Who knows the secret of the black magic box? Boffins seek the secrets of AI learning by mapping digital neurons
And Zoox setlles with Elon's Musketeers over purloined IP
Roundup OpenAI Microscope: Neural networks, often described as “black boxes”, are complicated; it’s difficult to understand how all the neurons in the different layers interact with one another. As a result, machine learning engineers have a hard time trying to interpret their models.
OpenAI Microscope, a new project launched this week, shows that it is possible to see which groups of neurons are activated in a model when it processes an image. In other words, it’s possible to see what features these neurons in the different layers are learning. For example, the tools show what parts of a neural network are looking at the wheels or the windows in an image of a car.
There are eight different visualisations that take you through eight popular models - you can explore them all here.
At the moment, it’s more of an educational resource. The Microscope tools won’t help you interpret your own models because they can’t be applied to custom neural networks.
“Generating the millions of images and underlying data for a Microscope visualization requires running lots of distributed jobs,” OpenAI explained. “At present, our tooling for doing this isn't usable by anyone other than us and is entangled with other infrastructure.”

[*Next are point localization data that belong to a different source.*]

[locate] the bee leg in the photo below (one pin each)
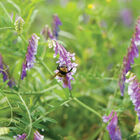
(58, 67)
(70, 70)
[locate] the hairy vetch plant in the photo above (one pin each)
(112, 127)
(132, 53)
(30, 55)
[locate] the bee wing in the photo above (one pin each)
(65, 81)
(54, 76)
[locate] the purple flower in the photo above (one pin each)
(30, 55)
(134, 92)
(21, 137)
(4, 71)
(112, 127)
(38, 136)
(126, 16)
(56, 24)
(46, 31)
(65, 58)
(129, 58)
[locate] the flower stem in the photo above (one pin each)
(29, 115)
(87, 107)
(6, 12)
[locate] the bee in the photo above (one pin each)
(62, 72)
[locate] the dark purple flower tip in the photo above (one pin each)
(30, 55)
(21, 137)
(112, 127)
(134, 92)
(56, 24)
(128, 60)
(38, 136)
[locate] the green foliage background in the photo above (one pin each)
(99, 38)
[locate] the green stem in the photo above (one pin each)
(30, 92)
(87, 107)
(29, 115)
(6, 12)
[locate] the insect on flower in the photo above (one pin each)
(62, 72)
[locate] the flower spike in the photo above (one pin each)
(128, 60)
(30, 55)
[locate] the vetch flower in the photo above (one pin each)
(4, 71)
(21, 137)
(46, 31)
(65, 58)
(30, 55)
(132, 53)
(134, 92)
(19, 25)
(112, 127)
(38, 136)
(56, 24)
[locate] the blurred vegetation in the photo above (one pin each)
(97, 33)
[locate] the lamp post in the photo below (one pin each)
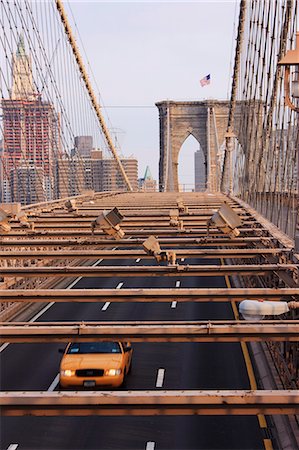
(291, 89)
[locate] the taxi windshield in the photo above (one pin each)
(93, 347)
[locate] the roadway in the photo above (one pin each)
(155, 366)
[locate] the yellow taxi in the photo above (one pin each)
(92, 364)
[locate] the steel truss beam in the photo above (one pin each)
(148, 295)
(217, 331)
(147, 271)
(38, 240)
(125, 254)
(167, 231)
(148, 403)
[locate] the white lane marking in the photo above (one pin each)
(54, 383)
(160, 377)
(48, 306)
(150, 445)
(105, 306)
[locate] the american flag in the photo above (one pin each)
(206, 80)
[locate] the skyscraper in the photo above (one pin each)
(30, 137)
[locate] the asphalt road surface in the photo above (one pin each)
(185, 366)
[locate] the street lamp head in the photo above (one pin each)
(256, 310)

The researchers hope that their visualisation tools might inspire people to study the connections between neurons. “We’re excited to see how the community will use Microscope, and we encourage you to reuse these assets. In particular, we think it has a lot of potential in supporting the Circuits collaboration—a project to reverse engineer neural networks by analyzing individual neurons and their connections—or similar work,” it concluded.
Don't stand so close to me: Current social distancing guidelines require people to stay at least six feet away from each other to prevent the spread of the novel coronavirus.
But how do you enforce this rule? Well, you can’t really but you can try. Landing AI, a Silicon Valley startup led by Andrew Ng, has built what it calls an “AI-enabled social distancing detection tool.”
Here’s how it works: Machine learning software analyses camera footage of people walking around and translates the frames into a bird’s eye view, where each person is represented as a green dot. A calibration tool estimates how far apart these people or dots are from one another by counting the pixels between them in the images. If they’re less than six feet apart, the dots turn red.
Social distancing is needed to keep us safe. So @LandingAI created this AI tool to help our customers in essential industries maintain #SocialDistancing in the workplace. We hope many people can benefit from these ideas. https://t.co/RukER1pNRw pic.twitter.com/34hBqT8Eak— Andrew Ng (@AndrewYNg) April 16, 2020
Landing AI said it built the tool to help the manufacturing and pharmaceutical industries. “For example, at a factory that produces protective equipment, technicians could integrate this software into their security camera systems to monitor the working environment with easy calibration steps,” it said.
“The detector could highlight people whose distance is below the minimum acceptable distance in red, and draw a line between to emphasize this. The system will also be able to issue an alert to remind people to keep a safe distance if the protocol is violated.”
“Landing AI built this prototype at the request of customers whose businesses are deemed essential during this time,” a spokesperson told The Register.
“The productionization of this system is still early and we are exploring a few ways to notify people when the social distancing protocol is not followed. The methods being explored include issuing an audible alert if people pass too closely to each other on the factory floor, and a nightly report that can help managers get additional insights into their team so that they can make decisions like rearranging the workspace if needed.”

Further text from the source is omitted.